Nicht in diesem Haushalt.

Sie sitzen für die SPD auch im Kreistag Lüneburg. Kann die kommunale Ebene die drohenden Lücken schließen?

Das Lüneburger Theater ist ein kommunales Theater. Der Landkreis ist der Hauptträger. Wenn er dieses Theater als ein sehr wichtiges Element der Lebensqualität von Stadt und Landkreis erhalten möchte, wird er es adäquat unterstützen müssen. Das Theater arbeitet – auch im Verhältnis zu anderen Theatern – extrem profitabel, hat einen hohen Anteil an eigenen Einnahmen durch den Ticketverkauf und ein treues Publikum, das bis nach Hamburg reicht. Das ist für ein Theater einer Kleinstadt eine enorme Leistung – und es sollte auch gewürdigt werden.

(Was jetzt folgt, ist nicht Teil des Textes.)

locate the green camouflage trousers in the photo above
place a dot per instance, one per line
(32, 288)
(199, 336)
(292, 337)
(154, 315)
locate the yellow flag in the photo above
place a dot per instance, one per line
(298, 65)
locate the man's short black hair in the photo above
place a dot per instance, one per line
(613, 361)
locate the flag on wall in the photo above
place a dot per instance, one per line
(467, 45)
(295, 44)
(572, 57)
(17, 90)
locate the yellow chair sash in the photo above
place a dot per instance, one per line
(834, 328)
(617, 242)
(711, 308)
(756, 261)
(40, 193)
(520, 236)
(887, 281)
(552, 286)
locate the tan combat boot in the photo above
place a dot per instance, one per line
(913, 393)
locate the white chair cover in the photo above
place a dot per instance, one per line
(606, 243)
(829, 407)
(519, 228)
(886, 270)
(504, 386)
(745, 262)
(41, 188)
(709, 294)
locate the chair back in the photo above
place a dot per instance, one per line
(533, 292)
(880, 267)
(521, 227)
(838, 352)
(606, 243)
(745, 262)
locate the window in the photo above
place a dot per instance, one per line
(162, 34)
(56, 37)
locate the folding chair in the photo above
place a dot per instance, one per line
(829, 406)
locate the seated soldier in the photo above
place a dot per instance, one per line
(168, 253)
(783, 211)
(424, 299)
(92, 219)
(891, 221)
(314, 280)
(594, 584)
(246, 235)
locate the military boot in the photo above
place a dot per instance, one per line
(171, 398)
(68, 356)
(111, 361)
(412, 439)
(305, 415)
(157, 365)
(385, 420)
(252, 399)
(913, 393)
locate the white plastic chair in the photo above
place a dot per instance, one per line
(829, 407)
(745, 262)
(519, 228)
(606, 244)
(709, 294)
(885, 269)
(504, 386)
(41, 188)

Ich würde gerne noch etwas zur Situation des Theaters mit Corona hinzufügen: Das Theater hat diese extrem schwierige Situation mit unklaren Bestimmungen, Angst vor Infektionen, und die immer wiederkehrenden unerwarteten Lockdowns bravourös gemeistert. Die Geschäftsführung hat es geschafft, ein überzeugendes Hygiene-Konzept umzusetzen, den Spielplan sehr kurzfristig Corona-gerecht zu gestalten, die Stücke extrem zu verkürzen und die Mitarbeiter bei der Stange zu halten. Ich möchte mich ausdrücklich bei allen Mitarbeitenden des Theaters bedanken, dass sie diese schwere Zeit so bereitwillig mitgetragen haben. Es ist leider immer noch nicht vorbei, aber ich denke, wir schaffen den Rest.